City to roll out a new "parent-friendly" school progress report

After years of criticism that its school report cards are too difficult for most parents to understand, the city is redesigning the report cards that give each school a letter grade.

Starting this fall, the Department of Education will produce one-page progress reports that contain only the most important pieces of performance data about each school. The new reports are meant to deliver complicated accountability information “in a more parent-friendly way,” according to Phil Vaccaro, a representative of the department’s accountability office. Vaccaro presented a draft of the new report to the city school board yesterday.

The “progress report family summary” has the same content but a different design from the data-packed two-pager currently produced for each school. For example, instead of having eight different numbers to describe student progress, there is just one, the proportion of students who made a year’s progress in a single year.

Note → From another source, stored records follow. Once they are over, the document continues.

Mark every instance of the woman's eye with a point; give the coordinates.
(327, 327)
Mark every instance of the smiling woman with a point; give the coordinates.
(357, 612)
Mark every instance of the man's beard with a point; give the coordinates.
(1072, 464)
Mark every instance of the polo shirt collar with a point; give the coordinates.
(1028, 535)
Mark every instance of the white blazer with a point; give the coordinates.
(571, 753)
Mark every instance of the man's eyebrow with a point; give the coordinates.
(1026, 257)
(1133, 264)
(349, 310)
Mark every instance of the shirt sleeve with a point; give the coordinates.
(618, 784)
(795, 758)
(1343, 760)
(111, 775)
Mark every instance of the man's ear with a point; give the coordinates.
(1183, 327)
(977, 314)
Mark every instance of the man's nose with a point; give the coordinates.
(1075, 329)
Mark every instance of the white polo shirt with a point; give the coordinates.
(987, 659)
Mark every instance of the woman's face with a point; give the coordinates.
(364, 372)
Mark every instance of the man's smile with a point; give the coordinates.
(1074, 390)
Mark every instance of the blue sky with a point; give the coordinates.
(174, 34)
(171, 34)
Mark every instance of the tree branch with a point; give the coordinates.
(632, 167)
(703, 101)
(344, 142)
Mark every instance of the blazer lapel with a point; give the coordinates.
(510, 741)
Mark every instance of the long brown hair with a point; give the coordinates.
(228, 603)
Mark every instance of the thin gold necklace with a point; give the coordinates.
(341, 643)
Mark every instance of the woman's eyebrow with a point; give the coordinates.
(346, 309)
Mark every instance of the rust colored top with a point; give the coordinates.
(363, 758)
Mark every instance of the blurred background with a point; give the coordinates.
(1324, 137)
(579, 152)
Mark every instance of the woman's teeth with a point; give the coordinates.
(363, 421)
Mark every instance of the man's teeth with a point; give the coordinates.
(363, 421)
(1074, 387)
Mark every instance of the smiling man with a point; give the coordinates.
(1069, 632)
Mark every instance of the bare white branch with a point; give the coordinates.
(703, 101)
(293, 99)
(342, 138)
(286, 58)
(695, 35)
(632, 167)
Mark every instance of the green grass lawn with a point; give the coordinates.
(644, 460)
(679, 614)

A member of the school board, Dmytro Fedkowskyj, worked with the department to develop the new reports. “We need to present them in ways parents can understand,” he said, adding that parents who misunderstood the reports could make misinformed school choices.

Critics of the progress reports said the family summary might actually be too simple. Aaron Pallas, the Columbia University professor who also blogs on this site, said the new format actually represents a “step backward” because it obscures the way that schools are compared to other schools with similar demographics.

One of the “desirable” aspects of the original progress reports was that they showed how schools fared compared to similar schools as well as compared to all schools in the city, Pallas said. In its current form, the family summary shows only how schools compare to “other schools,” but does not specify which schools are meant. “I think it’s important to retain both types of comparisons, but it will be challenging to do that with this format,” he said.

The department will continue to produce the original reports, too, which offer more detailed information.

The family summary also doesn’t solve problems with the progress reports’ underlying formula, which isn’t changing at all this year. Critics of the reports, including Pallas, have said that they are not statistically reliable. 

Plus, some parents say the heavy emphasis given to test scores is misplaced. Anna Santos, a panel member from the Bronx who has three children in public schools, said she would like to see more weight given to the surveys that parents and teachers fill out and less weight given to test score results. (The city announced today that 850,000 parents, teachers, and students completed the surveys this year, comprising 59 percent of all eligible survey-takers. Of the parents, 94 percent said they were satisfied with their child’s school, according to the city’s press release (doc).)

Vaccaro said the department would hold focus groups with parents to refine the report over the summer. The department’s goal is ultimately to integrate the new reports into ARIS Parent Link, the recently launched data system that parents can use to their child’s scores, he said. Since the system’s rollout last month, about 120,000 parents have logged in, including 10 or more parents at 60 percent of schools in each borough, officials said.